For life she’s begging
When she hear seh to the morgue she heading
Seh she bruk out at the age of 7
Now she’s strip dancing and she’s just 11”
“Seet deh now look what happen
Soft like ah cotton
Her flesh start to rotten”
Or I Wayne’s very curious and downright strange fascination with decapitation:
“Lightening will dun dem and dem gang
Wid one hand
Leave dem headless, no foot to stand on”
“I nah mark no X ah wid no ink
I rather chop off dem head wid peace of zinc”
“Don’t want yuh head get cut off
No tell youth fi ‘suck out’ nor ‘suck off’
[‘Can’t Satisfy Her - Prelude‘]
“Fyah burn di beast hell spell
Chop off it head an dash it inna di canal”
I Wayne is a VERY hardcore artist and when you analyze his music to this degree, it comes through. HOWEVER, as I’ve tried to maintain, with his rather morbid inclines, he also brings that beautiful voice and is able to craft beautiful messages and scenarios with it and it would be such a shame if this album were to have arrived without selections like ‘Cool As The Breeze’ and ‘Nah Draw Nil’ and ‘Readey Fe Live Up’, because they go to show that other single side which is far less agitated. In staying on that notion also, there’s the tune ‘More Life’, which seems to be a lyrical CLASHING of the styles of I Wayne - where the beautiful and the harsh meets (to create . . . Harutiful???) (or Barsh???):
“Give thanks life stream has no end.
Life is the Ites, no mislead life children.
Burn all enemy, burn out all friend.
Nuff plastic smile and nuff ah dem a heathen”
“I, give dem honey
Babylon you give them cream
Dat simply mean ah you get burn by di steam
. . .Low di dutty water, just go sip from the stream”
That stretch is very crucial because at times it almost seems as if I Wayne is going back and forth, doing it like ‘you can either have this from me, or that from them’, which to me is so instrumental and crucial in overstanding the main point of the album. And speaking of the album, take that into a whole as well.
As I mentioned, that title is very interesting in and of itself. I Wayne could have very well (even in the lyrics for the song) have used more common phrases like ‘skating on thin ice’ or ‘playing with fire’ etc., but instead he chose LAVA GROUND and I think I know why. Literally speaking, both skating on thin ice and playing with fire definitely denote some type of fragility or some type wearing occurring. When someone walks on lava, there is no fragility there.
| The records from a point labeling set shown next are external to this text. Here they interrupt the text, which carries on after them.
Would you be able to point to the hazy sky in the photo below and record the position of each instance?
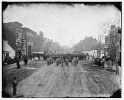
(62, 23)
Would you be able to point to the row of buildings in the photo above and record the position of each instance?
(19, 40)
(112, 46)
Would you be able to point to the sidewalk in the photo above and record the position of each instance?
(13, 66)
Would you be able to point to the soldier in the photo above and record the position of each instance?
(62, 62)
(17, 62)
(48, 61)
(14, 84)
(57, 61)
(25, 59)
(77, 59)
(74, 61)
(66, 61)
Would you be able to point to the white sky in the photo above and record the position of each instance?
(64, 24)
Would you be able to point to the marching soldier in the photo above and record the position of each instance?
(66, 61)
(74, 62)
(62, 62)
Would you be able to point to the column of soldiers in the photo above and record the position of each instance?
(61, 60)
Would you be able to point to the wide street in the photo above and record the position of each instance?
(84, 80)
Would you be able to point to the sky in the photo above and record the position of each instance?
(65, 24)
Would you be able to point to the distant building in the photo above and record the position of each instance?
(28, 36)
(12, 32)
(113, 42)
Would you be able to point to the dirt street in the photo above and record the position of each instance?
(80, 81)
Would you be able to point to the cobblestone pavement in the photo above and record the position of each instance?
(84, 80)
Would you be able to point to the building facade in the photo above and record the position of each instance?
(28, 36)
(113, 43)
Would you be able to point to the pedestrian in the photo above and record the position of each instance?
(102, 62)
(14, 84)
(62, 62)
(66, 61)
(25, 59)
(17, 62)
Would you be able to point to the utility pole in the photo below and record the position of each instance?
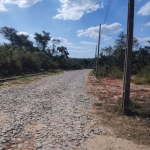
(95, 67)
(128, 57)
(98, 49)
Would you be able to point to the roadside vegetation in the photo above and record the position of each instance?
(22, 56)
(111, 62)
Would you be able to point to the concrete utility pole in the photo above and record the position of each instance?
(95, 67)
(128, 57)
(98, 50)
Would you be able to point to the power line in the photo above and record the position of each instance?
(106, 15)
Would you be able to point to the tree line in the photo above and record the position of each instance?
(111, 61)
(22, 56)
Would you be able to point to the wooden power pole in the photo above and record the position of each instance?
(99, 39)
(128, 57)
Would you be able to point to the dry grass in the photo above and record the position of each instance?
(135, 127)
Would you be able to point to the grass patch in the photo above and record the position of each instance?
(143, 77)
(1, 83)
(98, 104)
(135, 108)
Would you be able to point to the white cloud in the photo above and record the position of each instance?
(93, 32)
(20, 3)
(87, 43)
(26, 33)
(75, 9)
(64, 42)
(147, 24)
(144, 10)
(143, 39)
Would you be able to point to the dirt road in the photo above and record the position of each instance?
(54, 113)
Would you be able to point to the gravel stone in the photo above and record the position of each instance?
(48, 113)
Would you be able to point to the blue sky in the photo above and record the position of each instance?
(75, 22)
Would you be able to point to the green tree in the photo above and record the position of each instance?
(63, 52)
(10, 34)
(15, 39)
(42, 39)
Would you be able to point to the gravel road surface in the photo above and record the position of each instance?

The scorched earth will support you (just as it does for I Wayne, himself, on the album cover), it will also burn the hell out of you, which is yet another instance of duality in action surrounding this album. From a reviewer’s/critic’s/big fan’s position, Lava Ground was a VERY GREEN field of information and discussable moments - Eighteen of them to be exact. What else was it? A BONAFIDE MODERN REGGAE CLASSIC!